With few laws regulating it, judges often grant permission to grieving partners or parents to retrieve sperm from young men who have died unexpectedly. But in the latest incident, the parents of a dying man in England failed to convince a judge in the Court of Protection.
X (the names were withheld in the judgement) was a 22-year-old university student. He was the only son of Chinese parents who spoke little English. He suffered a stroke while playing sport and was brain stem dead at the time the judge reviewed the case. (He died shortly after.)
His parents were devastated and petitioned the court for permission to retrieve his sperm. They stated that he had wanted to have children. They said that his girlfriend could carry the baby and they would take responsibility for raising it. The father told the court.
“I make it clear to the court that my wife and I would raise the child, but the girlfriend, who is aware of this application, has expressed a desire to carry his child. I appreciate that we cannot speak for her, and the court has no evidence from her, but it seems right that we make the court aware of this and that in any event, what we are clear about, is that our son has always wanted a family and we would wish very much to fulfil that wish in any event.”

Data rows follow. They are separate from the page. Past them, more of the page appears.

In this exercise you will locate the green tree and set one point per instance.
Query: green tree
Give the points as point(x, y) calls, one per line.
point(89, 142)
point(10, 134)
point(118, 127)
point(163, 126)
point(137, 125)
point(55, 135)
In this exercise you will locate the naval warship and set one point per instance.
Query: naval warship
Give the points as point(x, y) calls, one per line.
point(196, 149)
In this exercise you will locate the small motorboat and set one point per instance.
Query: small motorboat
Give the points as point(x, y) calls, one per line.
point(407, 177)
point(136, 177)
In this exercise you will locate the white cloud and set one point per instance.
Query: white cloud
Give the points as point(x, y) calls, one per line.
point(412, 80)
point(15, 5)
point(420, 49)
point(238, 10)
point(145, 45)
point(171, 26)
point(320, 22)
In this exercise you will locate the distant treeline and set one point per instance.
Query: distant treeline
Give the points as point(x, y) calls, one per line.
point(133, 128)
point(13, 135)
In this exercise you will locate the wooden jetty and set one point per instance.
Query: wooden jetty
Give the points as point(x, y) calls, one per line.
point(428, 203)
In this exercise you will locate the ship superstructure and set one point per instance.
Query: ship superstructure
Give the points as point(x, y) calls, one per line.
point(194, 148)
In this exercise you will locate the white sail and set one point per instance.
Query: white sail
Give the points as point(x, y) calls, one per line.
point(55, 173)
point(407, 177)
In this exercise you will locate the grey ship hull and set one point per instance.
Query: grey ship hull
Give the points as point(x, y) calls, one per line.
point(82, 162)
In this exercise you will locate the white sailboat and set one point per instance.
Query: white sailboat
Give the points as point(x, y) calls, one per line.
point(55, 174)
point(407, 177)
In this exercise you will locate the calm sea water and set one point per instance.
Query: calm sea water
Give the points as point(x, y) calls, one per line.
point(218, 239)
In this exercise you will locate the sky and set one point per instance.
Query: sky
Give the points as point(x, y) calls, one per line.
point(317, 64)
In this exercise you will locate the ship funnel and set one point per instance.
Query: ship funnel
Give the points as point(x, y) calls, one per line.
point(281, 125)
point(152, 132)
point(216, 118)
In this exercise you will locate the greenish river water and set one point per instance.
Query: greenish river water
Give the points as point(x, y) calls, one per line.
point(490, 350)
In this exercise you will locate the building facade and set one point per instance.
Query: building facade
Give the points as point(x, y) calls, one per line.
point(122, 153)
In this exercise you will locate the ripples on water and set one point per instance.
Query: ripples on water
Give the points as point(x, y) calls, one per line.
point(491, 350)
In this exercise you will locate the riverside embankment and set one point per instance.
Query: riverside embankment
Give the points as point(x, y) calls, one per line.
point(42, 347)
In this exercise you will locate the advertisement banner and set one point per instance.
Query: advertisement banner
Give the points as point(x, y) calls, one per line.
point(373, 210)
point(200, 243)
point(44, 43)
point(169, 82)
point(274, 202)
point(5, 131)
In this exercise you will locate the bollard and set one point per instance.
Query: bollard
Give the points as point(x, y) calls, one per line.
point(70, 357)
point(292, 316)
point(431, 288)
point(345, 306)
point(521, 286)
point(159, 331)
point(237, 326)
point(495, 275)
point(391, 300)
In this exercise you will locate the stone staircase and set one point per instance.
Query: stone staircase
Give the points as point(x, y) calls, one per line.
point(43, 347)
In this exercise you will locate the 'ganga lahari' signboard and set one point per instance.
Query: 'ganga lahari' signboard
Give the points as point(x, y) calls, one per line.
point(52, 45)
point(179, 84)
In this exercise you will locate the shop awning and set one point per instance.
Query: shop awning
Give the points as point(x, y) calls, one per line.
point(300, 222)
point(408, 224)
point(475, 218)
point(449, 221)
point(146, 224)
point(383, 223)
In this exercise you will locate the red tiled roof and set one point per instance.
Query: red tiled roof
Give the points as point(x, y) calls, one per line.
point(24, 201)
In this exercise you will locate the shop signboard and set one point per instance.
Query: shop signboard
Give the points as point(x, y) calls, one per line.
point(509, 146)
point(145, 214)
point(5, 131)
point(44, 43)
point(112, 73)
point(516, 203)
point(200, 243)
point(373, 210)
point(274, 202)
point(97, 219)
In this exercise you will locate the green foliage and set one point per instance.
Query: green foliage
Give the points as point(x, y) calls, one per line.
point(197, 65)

Nonetheless, Mr Justice Poole ruled that it would not be in X’s “best interests” to have an invasive procedure performed upon him to which he could not consent.
“There is no evidence before the court to persuade me that (he) would have wished for his sperm to be collected and stored in his present circumstances. I cannot accept that there should be a default position that sperm should be collected and stored in such circumstances as being generally in a person’s best interests.”